If this option is used, NotifyAccess= (see above) should be
set to open access to the notification socket provided by
systemd. If NotifyAccess= is not set, it will be implicitly
set to main
.
USBFunctionDescriptors=
Configure the location of a file containing USB FunctionFS
[2]
descriptors, for implementation of USB gadget functions. This
is used only in conjunction with a socket unit with
ListenUSBFunction= configured. The contents of this file are
written to the ep0 file after it is opened.
USBFunctionStrings=
Configure the location of a file containing USB FunctionFS
strings. Behavior is similar to USBFunctionDescriptors=
above.
OOMPolicy=
Configure the Out-Of-Memory (OOM) killer policy. On Linux,
when memory becomes scarce the kernel might decide to kill a
running process in order to free up memory and reduce memory
pressure. This setting takes one of continue
, stop
or kill
.
If set to continue
and a process of the service is killed by
the kernel's OOM killer this is logged but the service
continues running.
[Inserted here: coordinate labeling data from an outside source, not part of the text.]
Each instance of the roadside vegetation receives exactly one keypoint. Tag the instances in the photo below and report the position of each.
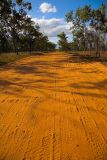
(19, 33)
(89, 29)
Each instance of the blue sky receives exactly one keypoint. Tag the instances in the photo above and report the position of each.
(50, 14)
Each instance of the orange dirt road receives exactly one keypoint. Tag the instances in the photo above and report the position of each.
(53, 107)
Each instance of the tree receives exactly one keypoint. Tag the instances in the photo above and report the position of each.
(63, 42)
(88, 22)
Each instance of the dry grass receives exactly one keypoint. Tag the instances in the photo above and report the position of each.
(53, 107)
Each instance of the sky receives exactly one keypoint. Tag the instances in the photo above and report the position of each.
(50, 15)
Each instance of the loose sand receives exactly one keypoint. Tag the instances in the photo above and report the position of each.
(53, 107)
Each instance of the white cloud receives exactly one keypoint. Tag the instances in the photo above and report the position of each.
(47, 8)
(53, 26)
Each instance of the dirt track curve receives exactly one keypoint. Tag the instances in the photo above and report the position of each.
(53, 107)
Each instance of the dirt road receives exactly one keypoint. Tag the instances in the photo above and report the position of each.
(53, 107)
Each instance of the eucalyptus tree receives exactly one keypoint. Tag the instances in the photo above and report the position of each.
(85, 18)
(63, 42)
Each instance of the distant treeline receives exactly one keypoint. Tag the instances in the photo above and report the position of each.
(17, 30)
(89, 30)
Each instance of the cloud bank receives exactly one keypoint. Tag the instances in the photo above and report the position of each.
(53, 26)
(47, 8)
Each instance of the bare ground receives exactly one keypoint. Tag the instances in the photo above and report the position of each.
(53, 107)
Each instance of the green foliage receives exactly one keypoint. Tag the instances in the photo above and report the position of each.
(89, 27)
(63, 43)
(17, 31)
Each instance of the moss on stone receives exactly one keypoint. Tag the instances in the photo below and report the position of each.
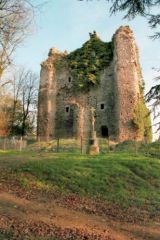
(142, 121)
(86, 63)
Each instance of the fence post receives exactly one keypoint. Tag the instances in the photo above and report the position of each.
(81, 145)
(4, 144)
(57, 144)
(20, 145)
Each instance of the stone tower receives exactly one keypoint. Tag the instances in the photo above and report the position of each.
(102, 76)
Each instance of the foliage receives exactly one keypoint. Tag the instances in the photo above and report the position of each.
(141, 120)
(87, 62)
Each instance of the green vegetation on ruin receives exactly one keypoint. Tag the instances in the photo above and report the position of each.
(142, 121)
(87, 62)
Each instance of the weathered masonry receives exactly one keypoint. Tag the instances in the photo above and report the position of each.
(103, 78)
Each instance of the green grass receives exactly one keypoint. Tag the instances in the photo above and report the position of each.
(120, 178)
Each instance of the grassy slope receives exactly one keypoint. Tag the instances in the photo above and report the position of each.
(121, 178)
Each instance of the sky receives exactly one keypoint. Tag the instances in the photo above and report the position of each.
(65, 24)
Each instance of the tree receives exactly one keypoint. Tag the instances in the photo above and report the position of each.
(5, 113)
(16, 18)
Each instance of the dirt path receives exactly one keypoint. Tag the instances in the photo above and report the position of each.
(16, 211)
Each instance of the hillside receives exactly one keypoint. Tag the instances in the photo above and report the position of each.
(72, 196)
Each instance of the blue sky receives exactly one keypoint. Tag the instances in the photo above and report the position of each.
(65, 24)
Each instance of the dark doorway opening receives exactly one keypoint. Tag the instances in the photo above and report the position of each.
(104, 132)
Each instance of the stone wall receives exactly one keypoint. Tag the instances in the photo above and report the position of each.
(65, 111)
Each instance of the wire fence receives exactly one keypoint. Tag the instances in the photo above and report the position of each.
(74, 145)
(12, 143)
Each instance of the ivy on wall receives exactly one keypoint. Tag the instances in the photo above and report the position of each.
(142, 121)
(87, 62)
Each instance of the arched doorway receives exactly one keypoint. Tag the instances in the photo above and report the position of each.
(104, 132)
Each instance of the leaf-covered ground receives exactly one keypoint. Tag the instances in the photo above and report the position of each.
(50, 196)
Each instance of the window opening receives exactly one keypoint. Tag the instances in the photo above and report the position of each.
(104, 131)
(67, 109)
(102, 106)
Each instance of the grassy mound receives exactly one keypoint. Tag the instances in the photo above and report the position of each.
(119, 178)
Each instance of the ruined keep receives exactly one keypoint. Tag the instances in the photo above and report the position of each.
(103, 78)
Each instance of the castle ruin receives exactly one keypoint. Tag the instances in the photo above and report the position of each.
(103, 78)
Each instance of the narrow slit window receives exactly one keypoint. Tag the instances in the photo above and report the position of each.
(102, 106)
(67, 109)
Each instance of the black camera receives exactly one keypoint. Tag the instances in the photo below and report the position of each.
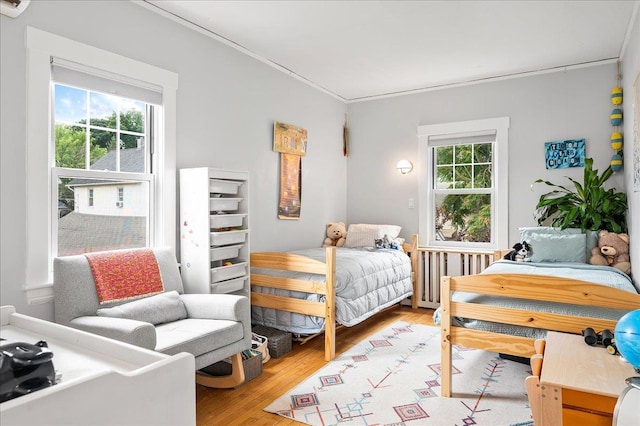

If set to stop
the event is logged but the
service is terminated cleanly by the service manager. If set
to kill
and one of the service's processes is killed by the
OOM killer the kernel is instructed to kill all remaining
processes of the service, too. Defaults to the setting
DefaultOOMPolicy= in systemd-system.conf(5) is set to, except
for services where Delegate= is turned on, where it defaults
to continue
.
Use the OOMScoreAdjust= setting to configure whether
processes of the unit shall be considered preferred or less
preferred candidates for process termination by the Linux OOM
killer logic. See systemd.exec(5) for details.
Check systemd.exec(5) and systemd.kill(5) for more settings.